Family says NEO auction house is selling fake military medals; auction house insists they are real

Family says Willoughby auction house is selling fake military medals

CLEVELAND, Ohio (WOIO) - Imagine someone selling fake military medals with your loved one’s name on them. It’s certainly painful and shocking, if it’s true.

But, a local auction house overseeing a recent sale insists the medals in question are real, and they are doing nothing wrong.

Our CBS affiliate talked to the frustrated family members in Pittsburgh, who say that they have all of their relatives medals.

The Bird brothers say the Marine medals with their brother’s name on them that were listed for sale can’t be real.

But, as we investigated, we actually discovered it is possible for families to have several real copies of a medal.

“I know that no one in my family would have ever ask for duplicate medals,” one of the Bird brothers said. “There’s no reason. We had all of his medals. There would be no reason for us to do that.”

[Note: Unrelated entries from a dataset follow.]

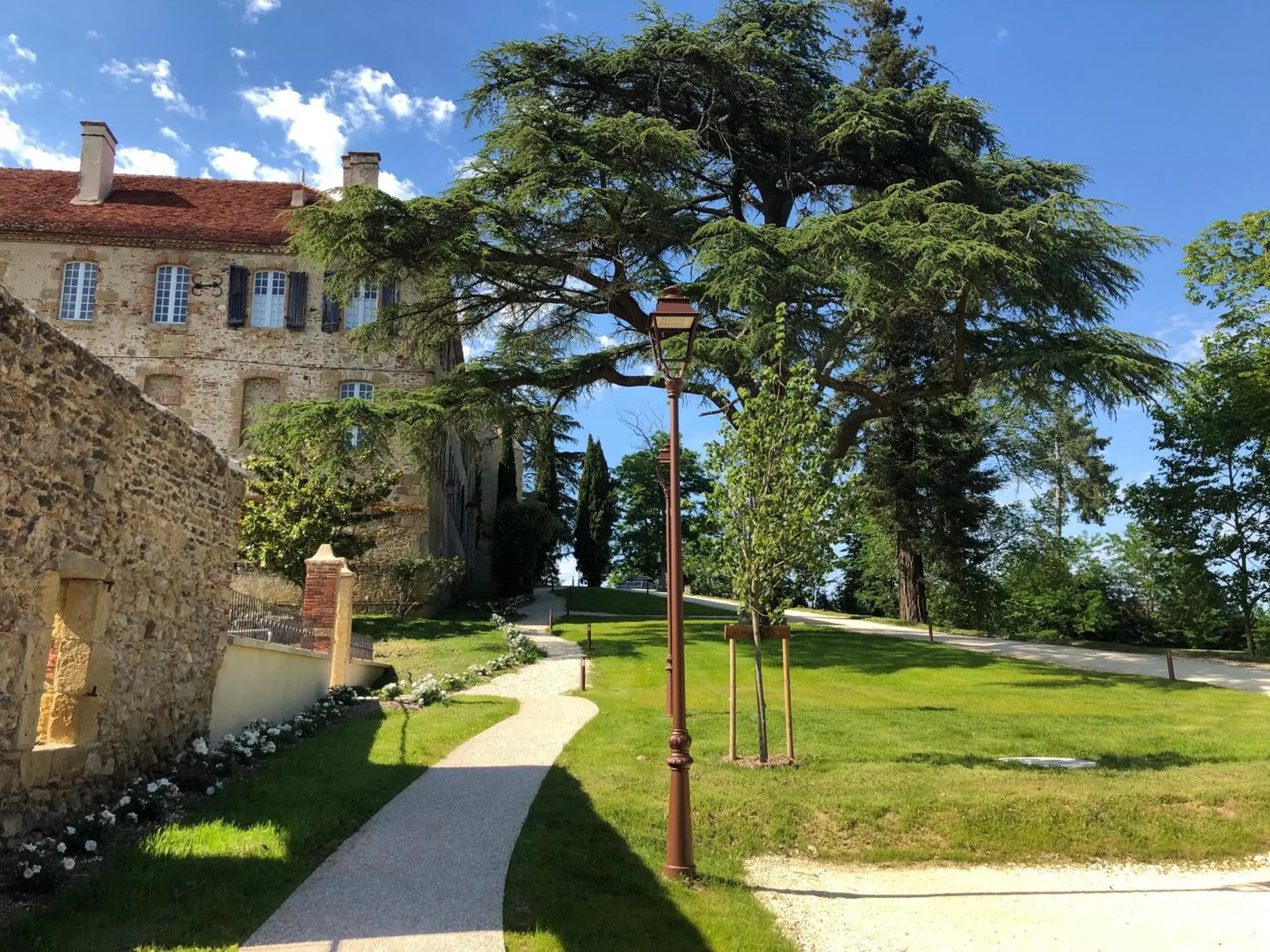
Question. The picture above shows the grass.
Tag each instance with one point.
(442, 645)
(624, 602)
(898, 744)
(210, 880)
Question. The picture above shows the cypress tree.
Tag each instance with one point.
(596, 513)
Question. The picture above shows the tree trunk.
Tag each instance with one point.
(756, 621)
(910, 572)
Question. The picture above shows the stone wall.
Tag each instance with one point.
(117, 544)
(211, 375)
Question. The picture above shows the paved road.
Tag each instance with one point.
(1220, 674)
(427, 871)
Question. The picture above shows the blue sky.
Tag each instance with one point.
(1165, 101)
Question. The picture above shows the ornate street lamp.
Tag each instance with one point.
(674, 318)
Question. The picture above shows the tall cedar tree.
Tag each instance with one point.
(924, 480)
(594, 530)
(768, 157)
(639, 536)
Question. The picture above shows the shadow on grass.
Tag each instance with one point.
(211, 879)
(1159, 761)
(574, 876)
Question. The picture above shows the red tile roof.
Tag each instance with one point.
(148, 207)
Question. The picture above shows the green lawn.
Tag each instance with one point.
(898, 744)
(209, 881)
(442, 645)
(632, 603)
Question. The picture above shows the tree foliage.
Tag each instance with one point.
(776, 499)
(639, 536)
(291, 512)
(743, 153)
(592, 537)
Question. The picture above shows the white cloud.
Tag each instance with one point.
(1185, 337)
(12, 88)
(237, 164)
(144, 162)
(171, 134)
(163, 84)
(21, 52)
(373, 92)
(27, 151)
(254, 9)
(239, 58)
(318, 126)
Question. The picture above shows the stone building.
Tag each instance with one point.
(117, 548)
(185, 286)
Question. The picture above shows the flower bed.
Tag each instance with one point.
(201, 770)
(432, 691)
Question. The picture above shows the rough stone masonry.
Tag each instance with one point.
(119, 534)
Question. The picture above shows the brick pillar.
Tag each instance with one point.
(322, 587)
(342, 635)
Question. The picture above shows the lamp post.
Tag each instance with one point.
(672, 318)
(663, 459)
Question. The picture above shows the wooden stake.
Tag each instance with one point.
(789, 713)
(732, 699)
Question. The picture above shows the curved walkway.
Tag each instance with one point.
(427, 871)
(1218, 674)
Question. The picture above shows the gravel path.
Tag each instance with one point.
(1062, 909)
(427, 871)
(1220, 674)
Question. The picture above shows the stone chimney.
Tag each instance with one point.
(362, 169)
(97, 164)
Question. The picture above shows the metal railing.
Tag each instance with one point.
(253, 619)
(362, 649)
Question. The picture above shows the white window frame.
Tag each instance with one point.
(364, 308)
(356, 390)
(268, 309)
(79, 291)
(172, 294)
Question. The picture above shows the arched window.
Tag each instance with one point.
(356, 390)
(172, 294)
(268, 299)
(79, 291)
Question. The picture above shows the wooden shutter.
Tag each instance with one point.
(237, 304)
(332, 315)
(298, 296)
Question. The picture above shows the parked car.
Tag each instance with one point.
(639, 583)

In an effort to be fair and get both sides of this story, 19 News tracked down the warehouse that the online auction house runs out of.

The owner didn't want to go on camera, but let us in and gave us information.

Lt. Thomas Bird’s medals sold for more than $1,200 at Milestone Auctions, along with tons of other military memorabilia.

The owner here says his reputation depends on selling authentic items. He has an expert look at all the items that come in, and he sends the ones he deems fake back to whoever sent them in.

When Lt. Bird’s medals came in, the expert deemed them authentic.

The auction house still insists they are real, saying the engraving on the back is perfect.

The owner of the auction house says he’s seen many cases where family members don’t know other relatives ordered duplicate medals and later sold them.

The historical society of Mount Lebanon found Lt. Bird’s metals listed weeks ago, and then told the family about it.

“If this is legit and real, we’d love to bring these medals back to Mount Lebanon,” Jim Wojcik, past president of the Historical Society, said.

But, legally at this point, the Bird family or someone else would have to buy them back to get them there.

The auction house says the best way to prevent your family from a situation like this is to have a conversation now about what valuable memorabilia exists, and where you want it to go in the future.

If you’ve found yourself in a similar situation already, the auction house says they can answer any questions for you.